MapR: One Of These Things Is Not Like The Others
MapR's guiding principles are practicality and performance, so it didn't think twice about chucking the Hadoop Distributed File System out of its Hadoop software distribution. HDFS had (and still has, MapR argues) reliability and availability flaws, so MapR uses the proven Network File System (NFS) instead. In the bargain, MapR claims to get "twice the speed with half the required hardware." The NFS choice also enabled MapR to support near-real-time data streaming using messaging software from Informatica. MapR competitors Cloudera and Hortonworks can't stream data because HDFS is an append-only system.
MapR's latest quest for better performance (regardless of open source consequences) is the M7 software distribution, which the vendor says delivers high-performance Hadoop and HBase in one deployment. Many users have high hopes for HBase because it's the NoSQL database native to the Apache Hadoop platform (promising database access to all the data on Hadoop). But HBase is immature and still suffers from flaws, including instability and cumbersome administration.
M7 delivers two times faster performance than HBase running on standard Hadoop architectures, says MapR, because the distribution does away with region servers, table splits and merges and data compaction steps.

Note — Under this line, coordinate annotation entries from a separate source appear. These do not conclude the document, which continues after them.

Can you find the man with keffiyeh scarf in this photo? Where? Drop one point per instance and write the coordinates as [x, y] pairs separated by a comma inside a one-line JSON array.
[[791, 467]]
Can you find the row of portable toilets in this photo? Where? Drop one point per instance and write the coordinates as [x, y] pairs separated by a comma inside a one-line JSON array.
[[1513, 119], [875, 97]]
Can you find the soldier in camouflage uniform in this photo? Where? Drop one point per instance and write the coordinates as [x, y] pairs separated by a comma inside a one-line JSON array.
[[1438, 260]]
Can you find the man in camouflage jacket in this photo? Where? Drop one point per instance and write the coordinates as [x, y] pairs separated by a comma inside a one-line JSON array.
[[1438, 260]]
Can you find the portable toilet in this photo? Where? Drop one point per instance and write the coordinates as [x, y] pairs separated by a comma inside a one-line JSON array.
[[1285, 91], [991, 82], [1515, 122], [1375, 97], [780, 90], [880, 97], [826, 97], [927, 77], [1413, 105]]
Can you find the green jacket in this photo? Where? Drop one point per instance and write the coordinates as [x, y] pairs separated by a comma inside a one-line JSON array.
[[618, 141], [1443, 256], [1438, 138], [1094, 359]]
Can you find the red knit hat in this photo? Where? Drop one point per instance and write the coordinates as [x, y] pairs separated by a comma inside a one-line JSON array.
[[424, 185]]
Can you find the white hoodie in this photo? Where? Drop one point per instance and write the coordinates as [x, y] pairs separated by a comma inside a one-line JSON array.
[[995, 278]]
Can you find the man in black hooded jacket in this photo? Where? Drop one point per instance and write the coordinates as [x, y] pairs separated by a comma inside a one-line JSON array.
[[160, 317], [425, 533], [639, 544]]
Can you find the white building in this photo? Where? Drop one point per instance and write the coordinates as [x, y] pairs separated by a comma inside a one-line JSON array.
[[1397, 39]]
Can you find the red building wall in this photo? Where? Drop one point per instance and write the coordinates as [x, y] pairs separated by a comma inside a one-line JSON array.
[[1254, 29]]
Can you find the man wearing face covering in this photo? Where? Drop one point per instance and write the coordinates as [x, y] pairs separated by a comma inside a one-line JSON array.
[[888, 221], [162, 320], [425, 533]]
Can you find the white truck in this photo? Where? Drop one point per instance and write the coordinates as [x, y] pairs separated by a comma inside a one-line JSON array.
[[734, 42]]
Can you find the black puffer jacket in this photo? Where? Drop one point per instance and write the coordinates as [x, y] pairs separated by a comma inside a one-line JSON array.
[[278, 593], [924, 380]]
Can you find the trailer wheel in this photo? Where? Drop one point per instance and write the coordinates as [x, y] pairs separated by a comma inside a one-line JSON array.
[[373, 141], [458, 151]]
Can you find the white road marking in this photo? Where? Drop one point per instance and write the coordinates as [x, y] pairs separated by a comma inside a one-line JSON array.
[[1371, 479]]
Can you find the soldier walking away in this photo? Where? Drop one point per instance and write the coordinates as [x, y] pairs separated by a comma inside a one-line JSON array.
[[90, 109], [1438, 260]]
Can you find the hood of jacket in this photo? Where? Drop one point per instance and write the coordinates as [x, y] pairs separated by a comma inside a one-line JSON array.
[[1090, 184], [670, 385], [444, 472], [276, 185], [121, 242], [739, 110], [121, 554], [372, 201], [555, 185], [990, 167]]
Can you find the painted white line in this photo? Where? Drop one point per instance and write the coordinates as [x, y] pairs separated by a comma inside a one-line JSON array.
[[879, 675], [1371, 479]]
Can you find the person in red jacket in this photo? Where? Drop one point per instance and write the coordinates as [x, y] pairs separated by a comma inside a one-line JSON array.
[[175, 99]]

MapR also uses its proprietary infrastructure to support snapshotting, high availability and system recovery for HBase.
If you're an open source purist swayed by arguments about system portability, MapR may not be the vendor for you. But we've talked to high-scale customers who have chosen MapR for better performance. Want to give it a try? MapR is available both on Amazon Web Services and the Google Compute Engine.